This is a deed interpretation case out ofthe San Antonio Court of Appeals, arisingfrom the 218th Judicial District Court of Karnes County, Texas.
In 1991, the Harrells executed a warranty deed (“1991 Deed”) that conveyed approximately 10 acres of land to the Dragons. The 1991 Deed was subject to prior reservations and it contained the following new reservation by the Harrells:
SAVE and except however, and there is hereby reserved unto the GRANTORS, their heirs and assigns, a free non-participating interest in and to the royalty on oil, gas and other minerals in and under the herein above described property consisting of one half (1/2) of the interest now owned by Grantors together with one half (1/2) of the reversionary rights in and to the presently outstanding royalty in, on and under said property, perpetually from the date hereof. It being understood and hereby provided, however, that Grantors, their heirs or assigns, shall not be entitled to participate in the bonus money or annual delay rentals paid, or to be paid, under any present or future oil, gas and mineral lease on said premises, and that it shall not be necessary for Grantors, their heirs or assigns, to join in the execution of any future oil, gas or mineral lease or leases on said premises.

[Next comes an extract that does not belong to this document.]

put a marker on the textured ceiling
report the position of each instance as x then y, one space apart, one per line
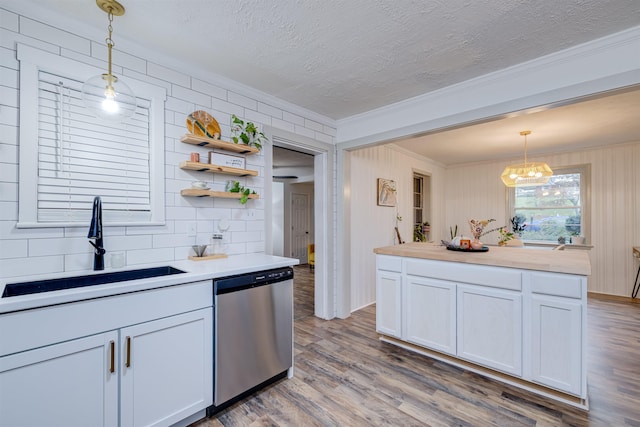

The Dragons argued that because the reserved interest consisted of the royalty on oil, gas and other minerals, and not all of the oil, gas and other minerals, the grantors reserved an interest in the royalty paid on the minerals, not the minerals themselves. However, on the other hand, the Harrells argued that the reservation reserved a fixed fractional royalty interest entitling them to one-half of total production of the oil and gas produced from the conveyed premises.
After analyzing the reservations made prior to the 1991 Deed, the Court determined that, at the time the Harrells executed the 1991 Deed, they owned both 15/16 of the mineral estate, less a life estate in a one fourth floating royalty interest, and a reversionary interest to that then–outstanding life estate royalty interest.
While analyzing the reservation made by the Harrells, the Court noted that the reservation unambiguously stated that it is an interest in the royalty on those minerals. The Grantors’ use of the phrase “the interest now owned by Grantors” meant that the Grantors recognized that the royalty interest being reserved was reduced by the prior reservations. The Court also noted that the phrase “one half (1/2) of the reversionary rights in and to the presently outstanding royalty . . .” reserved one-half of the reversionary interest in the outstanding royalty life estate to the Harrells. Reading the entire deed as a whole and giving effect to all parts of the deed, the Court held that the phrase “the interest now owned by Grantors” referred to the presently vested royalty interest owned by the Grantors at the time they executed the 1991 Deed but not the reversionary interest. The Court recognized that to give effect to the Harrells interpretation of the reservation would render the phrase about the reversionary rights in and to the presently outstanding royalty meaningless.
The Court concluded the 1991 Deed reserved to the Harrells a fraction of royalty interest: one half of 15/16ths of whatever royalty is to be paid from the land.
In reversing the trial court’s summary judgment in favor of the Harrells, the San Antonio Court of Appeals reiterates the importance of giving effect to all parts of a deed and that a correct interpretation of a deed cannot ignore clauses within the deed.
Case Citation: Dragon v. Harrell, 2016 WL 1238165 (Tex. App. —San Antonio 2016).